Perry, on CNN's "Late Edition," put the damage in his state at about $8 billion; that would rank Rita far behind Katrina in impact but still among the most damaging storms to hit the United States.
Louisiana
At the edges of the storm, rainfall and high water worsened problems in New Orleans, where repairs to a temporary levee were not enough to prevent parts of the city from flooding again. The Army Corps of Engineers dropped sandbags to plug the gap as city officials tried to pump the latest floodwaters from the city. Thad Allen, who is leading the federal government's Katrina recovery efforts, said it could take until June to rebuild the levees.

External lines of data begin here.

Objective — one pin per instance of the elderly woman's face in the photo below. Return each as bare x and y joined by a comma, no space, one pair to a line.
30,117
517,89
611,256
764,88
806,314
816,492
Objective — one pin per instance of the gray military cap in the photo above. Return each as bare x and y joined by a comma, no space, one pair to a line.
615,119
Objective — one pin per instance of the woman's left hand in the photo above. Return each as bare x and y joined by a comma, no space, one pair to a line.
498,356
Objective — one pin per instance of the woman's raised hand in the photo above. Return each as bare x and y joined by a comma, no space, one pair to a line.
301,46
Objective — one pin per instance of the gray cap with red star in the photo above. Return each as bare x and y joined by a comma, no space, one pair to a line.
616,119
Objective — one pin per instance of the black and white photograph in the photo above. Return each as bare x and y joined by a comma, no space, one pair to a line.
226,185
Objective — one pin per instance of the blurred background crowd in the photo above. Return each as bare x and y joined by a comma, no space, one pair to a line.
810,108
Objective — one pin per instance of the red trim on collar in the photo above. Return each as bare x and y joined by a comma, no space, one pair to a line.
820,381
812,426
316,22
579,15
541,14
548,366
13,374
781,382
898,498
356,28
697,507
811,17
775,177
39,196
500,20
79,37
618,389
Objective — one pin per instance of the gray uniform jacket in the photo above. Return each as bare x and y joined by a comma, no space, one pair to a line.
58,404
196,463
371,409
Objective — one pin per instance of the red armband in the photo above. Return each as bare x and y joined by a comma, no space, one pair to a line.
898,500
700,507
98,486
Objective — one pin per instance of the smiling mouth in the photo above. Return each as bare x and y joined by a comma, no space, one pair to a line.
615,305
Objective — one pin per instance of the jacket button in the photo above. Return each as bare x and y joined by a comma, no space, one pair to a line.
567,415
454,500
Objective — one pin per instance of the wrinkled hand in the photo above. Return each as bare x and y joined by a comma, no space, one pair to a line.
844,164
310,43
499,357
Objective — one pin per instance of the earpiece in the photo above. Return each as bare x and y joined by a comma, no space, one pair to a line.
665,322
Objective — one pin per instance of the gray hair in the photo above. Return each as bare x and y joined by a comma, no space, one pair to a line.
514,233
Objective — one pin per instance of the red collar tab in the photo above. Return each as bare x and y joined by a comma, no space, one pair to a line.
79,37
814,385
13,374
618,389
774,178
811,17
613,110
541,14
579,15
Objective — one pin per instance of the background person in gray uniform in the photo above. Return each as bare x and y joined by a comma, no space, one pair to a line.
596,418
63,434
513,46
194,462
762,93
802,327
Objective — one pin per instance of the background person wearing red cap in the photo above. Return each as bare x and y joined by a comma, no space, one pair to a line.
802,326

In Baton Rouge, President Bush was given what he called an "optimistic appraisal" of the New Orleans flood control system. The president, who is expected to travel to the region Tuesday for the seventh time since Katrina struck, cautioned people in Louisiana and Texas to heed state leaders' advice on when it was safe to return home. New Orleans Mayor Ray Nagin said the city will reopen to business owners and residents of the Algiers neighborhood starting today.
Texas
Houston, spared Rita's full wrath, slowly began to return to life Sunday, as some of its 2 million residents returned. Perry urged an "orderly migration" back to Houston, after the enormous traffic jams that marred the evacuation of that city before the storm.
Officials attributed Rita's lesser impact to several factors: The storm did not produce the rainfall that had been predicted, and it missed urban areas such as Houston and Galveston; residents in the stricken areas, with images of Katrina's devastation fresh in their minds, evacuated in large numbers; and government agencies at all levels, anxious not to repeat the slow response to Katrina, quickly rescued the stranded and delivered relief supplies using airlifts and trucks.
R. David Paulison, acting director of the Federal Emergency Management Agency, said there was "absolutely phenomenal" coordination and preparation. He said many preparations went unneeded. Texas, for example, received 3.8 million liters of water, 193 truckloads of ice and 320,000 military meal rations, but "we've had minimal requests for some of those commodities," Paulison said. He said FEMA would move more water and ice to Louisiana.